Slashdot Mirror


Regular Expression Recipes

r3lody writes "If you spend time working writing applications that have to do pattern matches and/or replacements, you know about some of the intricacies of regular expressions. For many people they can be an arcane hodgepodge of odd characters that somehow manage to do wonderful things, but they don't have enough time (or interest) to really understand how to code them. Nathan A. Good has written Regular Expression Recipes: A Problem-Solution Approach for those people. In its relatively slim 289 pages, he offers 100 regular expressions in a cookbook format, tailored to solve problems in one of six broad categories (Words and Text, URLs and Paths, CSV and Tab-Delimited Files, Formatting and Validating, HTML and XML, and Coding and Using Commands)." Read on for the rest of Lodato's review. Regular Expression Recipes: A Problem-Solution Approach author Nathan A. Good pages 289 publisher Apress rating 8/10 reviewer Raymond Lodato (rlodato AT yahoo DOT com) ISBN 159059441X summary A cookbook of useful regular expressions for Perl, Python and more.

Regular expressions are not restricted to just the Perl or shell environments, so Nathan offers variations for Python, PHP, and VIM as well. In most cases the translation is relatively straight-forward, but in a few cases a different environment may have (or lack) additional facilities, prompting a different expression to do the same task.

Before you even read chapter 1, Nathan provides a quick summary course on regular expressions, with detail given to each of the five environments you might utilize. He has written the syntax overview in a highly-readable format, making it easy to understand the gobbledy-gook of the most bizarre concoctions you might encounter.

The first chapter (Words and Text) starts simply enough. He gives examples of how to find single words, multiple words, and repeated words, along with examples of how to replace various detected strings with others. In each case he gives an example of its use for each platform, followed by a bit-by-bit breakdown of how it works. Not every environment is given on every example, and in many cases the "How It Works" section refers to the first one, as most REs are identical between the platforms.

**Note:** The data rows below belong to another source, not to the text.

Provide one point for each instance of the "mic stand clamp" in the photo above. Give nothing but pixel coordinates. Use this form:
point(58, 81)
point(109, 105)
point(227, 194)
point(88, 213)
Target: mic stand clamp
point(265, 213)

The next chapter (URLs and Paths) offers various methods of doing commonly needed parsing. Pulling out file names, query strings, and directories, as well as reconstructing them in useful fashions is covered in the 15 offerings given here. Validating, converting, and extracting fields of CSV and tab-delimited files are handled in chapter 3, while chapter 4 is concerned with validating field formats, as well as re-formatting text for the fields. Chapter 5 handles similar tasks for HTML and XML documents. The final chapter covers expressions that facilitate the management of program code, log files, and the output of selected commands.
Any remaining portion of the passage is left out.